Brisbane bounces back with major property price surge

All segments of the Brisbane property market have rebounded strongly, with house price growth now exceeding the unit market.

Typical Queensland weatherboard house with tropical foliage and white picket fence on overcast day.
The demand for Brisbane properties is coming from local, interstate and overseas buyers, the latter of which are returning in big numbers. (Image source: Shutterstock.com)

After two months of very modest dwelling price growth in Brisbane, data released in June data shows a huge spike in property values over a short period of time. 

CoreLogic data showed a jump in dwelling values in Brisbane of 1.4 per cent in May. Houses grew 1.5 per cent and units grew 1.1 per cent, which is a big jump from last month and the first month since April 2022 that the housing market has outperformed the unit market in Brisbane.

All segments of the market grew strongly, with a more rapid recovery in property prices being seen in the most expensive quarter of the market.

While it might be a surprise to some, the price surge in Brisbane property values last month has been on the radar for some time. 

With very low inventory levels, combined with increasing demand, buyers who may have been looking for a while are starting to act.

Competition has been building for several months and, suddenly, the market conditions have turned once again.

The availability of stock is the biggest concern for buyers in the Brisbane market.

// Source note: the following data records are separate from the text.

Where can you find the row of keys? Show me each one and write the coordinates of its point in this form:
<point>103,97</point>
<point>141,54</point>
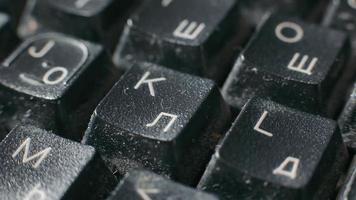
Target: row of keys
<point>289,155</point>
<point>275,152</point>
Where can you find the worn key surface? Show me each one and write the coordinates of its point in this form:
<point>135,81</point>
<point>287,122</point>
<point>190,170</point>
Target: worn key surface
<point>275,152</point>
<point>52,76</point>
<point>191,38</point>
<point>291,62</point>
<point>36,164</point>
<point>145,185</point>
<point>159,119</point>
<point>342,15</point>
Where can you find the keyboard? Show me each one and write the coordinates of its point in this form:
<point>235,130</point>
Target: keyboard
<point>177,99</point>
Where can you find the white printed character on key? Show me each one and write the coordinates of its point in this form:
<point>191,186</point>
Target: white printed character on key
<point>161,115</point>
<point>36,193</point>
<point>298,32</point>
<point>352,3</point>
<point>166,3</point>
<point>288,168</point>
<point>302,66</point>
<point>81,3</point>
<point>144,193</point>
<point>188,30</point>
<point>39,156</point>
<point>39,53</point>
<point>258,128</point>
<point>149,82</point>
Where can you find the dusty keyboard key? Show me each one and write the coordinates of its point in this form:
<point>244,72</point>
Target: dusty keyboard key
<point>291,62</point>
<point>48,79</point>
<point>275,152</point>
<point>192,38</point>
<point>37,164</point>
<point>158,119</point>
<point>144,185</point>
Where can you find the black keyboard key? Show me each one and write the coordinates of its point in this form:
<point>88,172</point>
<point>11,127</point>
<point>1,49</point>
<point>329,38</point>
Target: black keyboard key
<point>54,81</point>
<point>254,11</point>
<point>347,121</point>
<point>158,119</point>
<point>348,189</point>
<point>342,15</point>
<point>144,185</point>
<point>8,39</point>
<point>88,19</point>
<point>37,164</point>
<point>191,38</point>
<point>290,62</point>
<point>275,152</point>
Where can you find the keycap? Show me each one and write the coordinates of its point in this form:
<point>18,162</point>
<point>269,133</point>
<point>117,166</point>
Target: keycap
<point>8,39</point>
<point>341,15</point>
<point>347,190</point>
<point>55,82</point>
<point>36,164</point>
<point>158,119</point>
<point>347,121</point>
<point>276,152</point>
<point>140,184</point>
<point>290,62</point>
<point>87,19</point>
<point>192,38</point>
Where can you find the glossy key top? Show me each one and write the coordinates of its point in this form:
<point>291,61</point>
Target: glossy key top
<point>191,38</point>
<point>275,152</point>
<point>53,76</point>
<point>291,62</point>
<point>144,185</point>
<point>37,164</point>
<point>159,119</point>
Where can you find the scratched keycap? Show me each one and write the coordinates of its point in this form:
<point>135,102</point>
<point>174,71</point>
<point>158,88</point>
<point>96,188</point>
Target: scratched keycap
<point>191,38</point>
<point>275,152</point>
<point>291,62</point>
<point>8,39</point>
<point>348,189</point>
<point>53,80</point>
<point>36,164</point>
<point>158,119</point>
<point>144,185</point>
<point>87,19</point>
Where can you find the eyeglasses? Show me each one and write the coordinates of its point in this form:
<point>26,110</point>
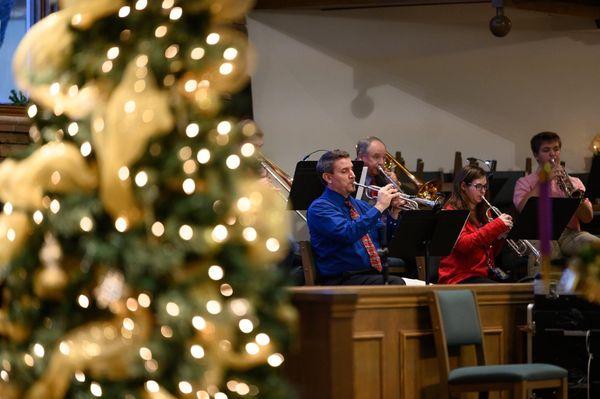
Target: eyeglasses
<point>479,187</point>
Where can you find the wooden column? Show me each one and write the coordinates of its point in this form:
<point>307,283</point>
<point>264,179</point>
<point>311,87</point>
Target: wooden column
<point>321,364</point>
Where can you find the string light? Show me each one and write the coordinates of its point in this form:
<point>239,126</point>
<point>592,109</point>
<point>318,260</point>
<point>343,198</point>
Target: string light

Citywide, the flow of listings in Brisbane is tracking 26 per cent below the previous five-year average according to CoreLogic.

Additionally, for sale stock levels in Brisbane are 39 per cent below average. At the same time housing demand is slightly above the previous five-year trend.

This mismatch between the number of properties available for sale, and the number of buyers in the market is causing an element of FOMO to creep back in for some buyers.

June23-PercentageIcons

Some suburbs are demonstrating tighter supply than others, with some of the biggest decreases in new listings on realestate.com.au occurring in Clayfield (-66 per cent year-on-year), Petrie (-63 per cent) and Kangaroo Point (-60 per cent).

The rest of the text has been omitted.